06.12.07

Review: Some basic determinants of computer programming productivity

Posted in programmer productivity, review at 4:08 pm by ducky

Some basic determinants of computer programming productivity by Earl Chrysler (1978) measured the (self-reported) time it took professional programmers to complete COBOL code in the course of their work and looked for correlations.

He correlated the time it took with characteristics of the program and, not surprisingly, found a bunch of things that correlated with the number of hours that it took: the number of files, number of records, number of fields, number of output files, number of output records, number of output fields, mathematical operations, control breaks, and the number of output fields without corresponding input fields. This is not surprising, but it is rather handy to have had someone do this.

He then looked at various features of the programmers themselves to see what correlated. He found that experience, experience at that company, experience in programming business applications, experience with COBOL, years of education, and age all correlated, with age correlating the most strongly. (The older, the faster.) This was surprising. I’ve seen a number of other academic studies that seemed to show no effect of age or experience. The Vessey paper and the Schenk paper (which I will blog about someday, really!), for example, have some “experts” with very little experience and some “novices” with lots of experience.
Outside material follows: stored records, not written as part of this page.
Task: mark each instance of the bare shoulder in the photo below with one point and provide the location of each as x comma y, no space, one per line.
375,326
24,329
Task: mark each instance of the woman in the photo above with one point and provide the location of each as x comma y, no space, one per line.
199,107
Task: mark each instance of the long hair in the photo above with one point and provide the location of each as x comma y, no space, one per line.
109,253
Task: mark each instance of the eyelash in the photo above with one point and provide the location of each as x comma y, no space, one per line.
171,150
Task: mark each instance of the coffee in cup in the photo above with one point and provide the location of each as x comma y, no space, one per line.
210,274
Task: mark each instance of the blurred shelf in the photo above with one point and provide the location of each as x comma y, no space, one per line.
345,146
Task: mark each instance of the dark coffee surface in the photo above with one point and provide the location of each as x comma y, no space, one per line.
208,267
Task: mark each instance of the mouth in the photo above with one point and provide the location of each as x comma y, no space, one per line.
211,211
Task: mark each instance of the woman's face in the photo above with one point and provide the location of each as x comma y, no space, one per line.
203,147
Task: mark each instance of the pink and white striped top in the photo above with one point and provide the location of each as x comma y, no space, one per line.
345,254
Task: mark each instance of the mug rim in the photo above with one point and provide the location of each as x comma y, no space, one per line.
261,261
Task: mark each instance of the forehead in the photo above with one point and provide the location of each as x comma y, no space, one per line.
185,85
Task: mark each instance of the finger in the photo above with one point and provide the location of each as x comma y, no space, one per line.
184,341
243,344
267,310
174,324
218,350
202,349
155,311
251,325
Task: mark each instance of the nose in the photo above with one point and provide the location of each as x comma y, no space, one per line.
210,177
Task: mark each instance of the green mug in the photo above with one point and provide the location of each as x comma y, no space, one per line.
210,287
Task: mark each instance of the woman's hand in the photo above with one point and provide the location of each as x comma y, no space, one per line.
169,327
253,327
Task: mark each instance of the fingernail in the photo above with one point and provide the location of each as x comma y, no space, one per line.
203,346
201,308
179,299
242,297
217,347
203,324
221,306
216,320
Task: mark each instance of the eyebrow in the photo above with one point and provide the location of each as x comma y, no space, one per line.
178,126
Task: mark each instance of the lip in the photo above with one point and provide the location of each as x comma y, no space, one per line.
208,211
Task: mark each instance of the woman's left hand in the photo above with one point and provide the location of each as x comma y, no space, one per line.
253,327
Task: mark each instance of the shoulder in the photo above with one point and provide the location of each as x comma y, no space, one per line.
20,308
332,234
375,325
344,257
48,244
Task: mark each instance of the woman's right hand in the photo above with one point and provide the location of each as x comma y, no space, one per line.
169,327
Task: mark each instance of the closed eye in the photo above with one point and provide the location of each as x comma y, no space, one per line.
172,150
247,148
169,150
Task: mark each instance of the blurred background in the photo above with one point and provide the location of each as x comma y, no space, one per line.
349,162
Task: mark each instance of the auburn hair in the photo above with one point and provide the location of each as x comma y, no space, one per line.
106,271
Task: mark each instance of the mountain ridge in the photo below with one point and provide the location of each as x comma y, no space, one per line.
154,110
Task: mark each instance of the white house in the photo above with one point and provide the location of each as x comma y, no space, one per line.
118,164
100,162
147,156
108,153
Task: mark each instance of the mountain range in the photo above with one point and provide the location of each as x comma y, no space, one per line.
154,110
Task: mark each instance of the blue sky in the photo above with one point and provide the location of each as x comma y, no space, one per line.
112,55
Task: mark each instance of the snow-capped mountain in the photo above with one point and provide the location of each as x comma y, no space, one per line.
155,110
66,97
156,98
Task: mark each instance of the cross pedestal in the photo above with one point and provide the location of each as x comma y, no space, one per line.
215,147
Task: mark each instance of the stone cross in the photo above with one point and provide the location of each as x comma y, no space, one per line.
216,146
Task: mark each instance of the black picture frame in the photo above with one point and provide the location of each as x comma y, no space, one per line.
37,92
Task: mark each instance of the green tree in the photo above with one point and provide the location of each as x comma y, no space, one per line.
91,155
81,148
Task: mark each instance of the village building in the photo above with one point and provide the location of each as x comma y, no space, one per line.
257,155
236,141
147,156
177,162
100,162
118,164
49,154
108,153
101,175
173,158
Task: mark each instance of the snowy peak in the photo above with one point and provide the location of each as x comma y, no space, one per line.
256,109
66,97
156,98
The academic studies, however, tend to have a bunch of people getting timed doing the same small task. Maybe the people who are fastest in small tasks are the ones who don’t spend much time trying to understand the code — which might work for small tasks but be a less successful strategy in a long-term work environment.

Or the paper is just messed up. Or all the other papers are messed up.

Gotta love research.

Update: Turley and Bieman in Competencies of Exceptional and Non-Exceptional Software Engineers (1993) also say that experience is the only biographical predictor of performance. (”Exceptional engineers are more likely than non-exceptional engineers to maintain a ‘big picture’, have a bias for action, be driven by a sense of mission, exhibit and articulate strong convictions, play a pro-active role with management, and help other engineers.”)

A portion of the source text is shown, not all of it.